Furthermore I tend to believe the large majority of people view the world through a self-centric vantage point. Thus even when reading about the lives of others a part of us is working to see how it fits into our lives. This makes it simple for you to write about something that happened a year ago and others to try to relate it to what may be happening between you and them in the present.
Much time could be saved if we all realised we mostly have no idea what anyone else is talking about.

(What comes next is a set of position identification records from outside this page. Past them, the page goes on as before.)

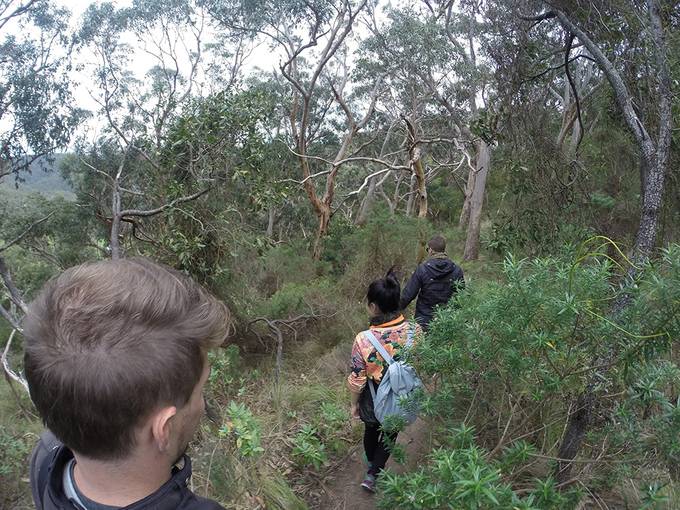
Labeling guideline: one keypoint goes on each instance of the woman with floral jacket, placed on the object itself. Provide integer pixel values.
(388, 326)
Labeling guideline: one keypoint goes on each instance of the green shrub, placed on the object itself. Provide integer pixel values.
(308, 449)
(508, 354)
(245, 430)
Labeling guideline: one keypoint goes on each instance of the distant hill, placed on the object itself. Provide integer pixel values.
(43, 177)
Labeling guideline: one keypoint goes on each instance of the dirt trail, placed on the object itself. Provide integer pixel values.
(341, 487)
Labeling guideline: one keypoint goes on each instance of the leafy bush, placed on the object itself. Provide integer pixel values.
(308, 449)
(242, 426)
(464, 477)
(507, 355)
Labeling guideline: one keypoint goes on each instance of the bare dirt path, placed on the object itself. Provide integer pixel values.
(342, 486)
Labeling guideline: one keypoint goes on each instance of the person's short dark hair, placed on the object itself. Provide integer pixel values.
(385, 293)
(108, 343)
(437, 244)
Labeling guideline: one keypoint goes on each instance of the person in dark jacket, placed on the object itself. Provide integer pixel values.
(435, 281)
(116, 362)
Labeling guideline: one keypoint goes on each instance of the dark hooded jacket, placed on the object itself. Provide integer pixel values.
(435, 281)
(50, 458)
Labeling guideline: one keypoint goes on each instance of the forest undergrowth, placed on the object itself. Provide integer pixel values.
(502, 366)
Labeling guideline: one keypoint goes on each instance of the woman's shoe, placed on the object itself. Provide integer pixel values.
(369, 482)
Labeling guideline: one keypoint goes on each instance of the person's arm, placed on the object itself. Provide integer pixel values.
(459, 280)
(357, 378)
(411, 290)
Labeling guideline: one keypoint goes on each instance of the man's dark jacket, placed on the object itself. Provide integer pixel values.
(47, 467)
(434, 282)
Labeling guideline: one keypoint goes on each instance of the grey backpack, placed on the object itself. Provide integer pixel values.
(396, 385)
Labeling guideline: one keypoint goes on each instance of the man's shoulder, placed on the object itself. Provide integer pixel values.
(41, 458)
(194, 502)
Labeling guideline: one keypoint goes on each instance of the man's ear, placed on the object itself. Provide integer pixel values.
(161, 427)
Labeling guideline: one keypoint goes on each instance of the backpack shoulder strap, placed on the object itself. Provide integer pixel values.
(409, 338)
(378, 347)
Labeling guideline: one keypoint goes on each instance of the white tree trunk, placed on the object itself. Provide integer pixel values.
(482, 163)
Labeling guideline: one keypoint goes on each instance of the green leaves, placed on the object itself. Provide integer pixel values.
(243, 428)
(308, 448)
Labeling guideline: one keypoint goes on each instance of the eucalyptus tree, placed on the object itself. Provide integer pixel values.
(37, 115)
(433, 47)
(311, 40)
(140, 110)
(641, 30)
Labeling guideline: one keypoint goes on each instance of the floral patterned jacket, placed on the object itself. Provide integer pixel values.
(366, 362)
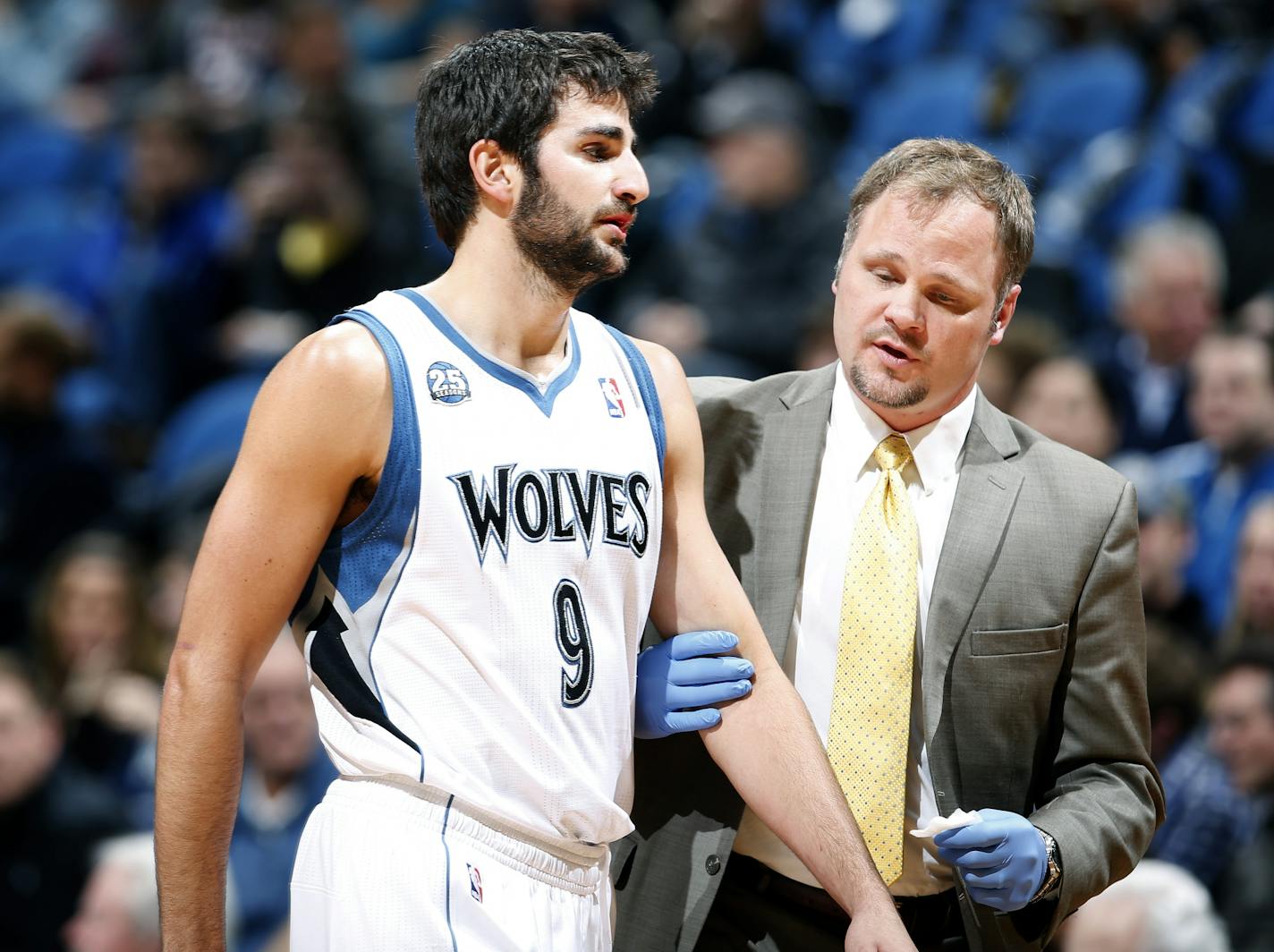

You should see my eyebrows inch up with that description of me! 😉 But I think you’re probably right, in that the fact that how others see me and how I see myself is certainly at great and (currently) wildly amusing odds with one another. And the very simple and plain fact of the matter is, I’ve known you longer than basically anyone but my family, at this point – a potentially sad commentary on my life, but there it is. Everyone else is reading me referencing things that happened years ago, thinking I must be talking about yesterday, and try to tie together pieces that couldn’t be stuck together with superglue.
even when reading about the lives of others a part of us is working to see how it fits into our lives. This makes it simple for you to write about something that happened a year ago and others to try to relate it to what may be happening between you and them in the present.
Yeah – or relate it between me and other people. (Hence taking down the “cast” page until I can rework it into something a bit more appropriate for where I am in life right now.) It’s sort of funny, but I often find my reaction being something along the lines of “…believe it or not, I know more people than just the people we mutually know, and my life doesn’t revolve around you.”
Gets me into trouble, though – definite double standard. On the one hand, I get irritated when people assume and act without talking to me, on the other I get irritated when people become very concerned over something not worth being concerned about.
Much time could be saved if we all realised we mostly have no idea what anyone else is talking about.
Funny – Lisa said almost the exact same thing earlier this week.